Si on reprend le calcul précédent, il faudra donc au valeureux lecteur 18 ans et 9 mois supplémentaires pour lire les nouveaux articles créés. 18 ans et 9 mois durant lesquels X articles auront été créés[10]. On se retrouve avec un comportement de type exponentiel ; le résultat est donc qu'il est, dans ces conditions, physiquement impossible pour un humain de lire tous les articles de la Wikipédia francophone (et je ne parle même pas de l’anglophone).

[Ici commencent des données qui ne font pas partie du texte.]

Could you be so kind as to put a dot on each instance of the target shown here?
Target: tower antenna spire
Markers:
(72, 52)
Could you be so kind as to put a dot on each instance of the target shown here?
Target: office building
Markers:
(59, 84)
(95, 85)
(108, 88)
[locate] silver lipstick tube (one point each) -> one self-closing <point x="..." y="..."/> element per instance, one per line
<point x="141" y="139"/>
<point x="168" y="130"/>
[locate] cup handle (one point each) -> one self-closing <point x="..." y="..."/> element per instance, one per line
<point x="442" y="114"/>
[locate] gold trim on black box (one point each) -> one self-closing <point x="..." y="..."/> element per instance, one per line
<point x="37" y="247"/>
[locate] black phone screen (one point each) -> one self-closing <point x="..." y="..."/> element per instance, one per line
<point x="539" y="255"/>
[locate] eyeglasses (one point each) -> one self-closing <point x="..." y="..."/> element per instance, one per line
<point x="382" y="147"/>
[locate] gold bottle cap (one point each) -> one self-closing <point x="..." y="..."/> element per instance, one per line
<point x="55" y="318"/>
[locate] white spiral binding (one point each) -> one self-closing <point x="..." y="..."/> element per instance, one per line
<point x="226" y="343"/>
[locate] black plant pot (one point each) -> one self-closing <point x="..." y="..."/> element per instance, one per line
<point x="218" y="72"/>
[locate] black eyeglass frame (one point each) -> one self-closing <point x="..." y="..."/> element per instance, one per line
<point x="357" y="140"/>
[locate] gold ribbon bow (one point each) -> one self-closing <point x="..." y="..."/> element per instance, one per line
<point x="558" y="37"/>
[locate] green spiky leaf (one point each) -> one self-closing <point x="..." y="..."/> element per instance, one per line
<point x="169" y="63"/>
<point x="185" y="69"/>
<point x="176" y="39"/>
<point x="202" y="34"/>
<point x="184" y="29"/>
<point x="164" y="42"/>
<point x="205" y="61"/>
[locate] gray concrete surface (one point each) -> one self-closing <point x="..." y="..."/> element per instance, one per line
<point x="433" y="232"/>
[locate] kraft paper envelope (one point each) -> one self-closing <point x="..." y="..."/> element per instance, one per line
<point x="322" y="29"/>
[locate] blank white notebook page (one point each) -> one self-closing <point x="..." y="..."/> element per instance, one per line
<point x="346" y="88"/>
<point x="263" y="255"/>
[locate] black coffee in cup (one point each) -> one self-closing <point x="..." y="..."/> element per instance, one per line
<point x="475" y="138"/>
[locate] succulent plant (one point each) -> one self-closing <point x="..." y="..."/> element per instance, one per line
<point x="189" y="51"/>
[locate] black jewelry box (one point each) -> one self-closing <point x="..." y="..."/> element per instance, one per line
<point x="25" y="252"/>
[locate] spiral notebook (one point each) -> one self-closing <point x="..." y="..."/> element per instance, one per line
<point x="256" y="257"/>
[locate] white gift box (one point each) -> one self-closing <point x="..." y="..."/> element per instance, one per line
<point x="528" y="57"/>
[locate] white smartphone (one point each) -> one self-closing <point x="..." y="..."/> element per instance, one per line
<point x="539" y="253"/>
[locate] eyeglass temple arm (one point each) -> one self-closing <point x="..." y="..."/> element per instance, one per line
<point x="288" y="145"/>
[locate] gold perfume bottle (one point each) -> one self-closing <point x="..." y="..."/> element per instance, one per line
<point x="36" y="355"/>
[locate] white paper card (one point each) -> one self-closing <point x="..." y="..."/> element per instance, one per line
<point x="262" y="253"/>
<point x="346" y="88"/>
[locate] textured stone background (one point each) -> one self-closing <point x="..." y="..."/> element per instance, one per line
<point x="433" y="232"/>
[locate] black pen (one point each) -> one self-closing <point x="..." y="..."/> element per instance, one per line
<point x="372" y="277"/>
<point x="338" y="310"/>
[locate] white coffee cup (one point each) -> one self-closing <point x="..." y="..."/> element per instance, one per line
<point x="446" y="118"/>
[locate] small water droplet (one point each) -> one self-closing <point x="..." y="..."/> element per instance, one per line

En conclusion ? Eh bien on va tous mourir.  Et en plus on n’aura pas le temps de lire tous les articles de Wikipédia.

Rhadamante

[1] oui, moi quand j’ai une idée dans le crâne, bonne ou mauvaise,  elle tourne des heures et des heures, jusqu’à la concrétiser,  la remplacer par autre chose, ou avoir une grosse migraine. C’est pénible.
[2] c’est ça ou rêver que je tue Justin Bieber (ou tout autre artiste/personnalité pénible) à coup de figues molles – je vous avais prévenu que j’étais un esprit malade
[3] au rythme (rapide) d’un nombre par seconde, il faudrait 1 milliard de secondes, soit environ 277 777 heures ou 11 574 jours, soit 31,7 années. 
[4] oui je suis quelqu’un de bon et généreux, la preuve, je participe à Wikipédia
[5] oui j’essaie de planifier mes meilleurs tweets –et non, on voit que je n’en ai pas planifié beaucoup
[6] on peut avoir des réserves pas loin mais elles ne dureront pas 13 ans
[7] l’idée m’a traversé l’esprit, mais de toutes façons je ne pouvais pas la concrétiser, je ne connais pas les chiffres de wp par cœur – mon esprit malade a aussi ses limites
[8] s’il n’est pas mort d’ici là de faim, de soif, ou de privation de sommeil
[9] statique inquiétante en elle-même pour les compétiteurs de wp, avec ce chiffre, en plus de 13 ans à ce rythme fr : n’arrivera péniblement qu’à 3 357 000 articles, soit 80% du nombre actuel d’articles sur la Wikipedia anglophone 
[10] et ainsi de suite, mais bon, je pense que vous avez compris le principe...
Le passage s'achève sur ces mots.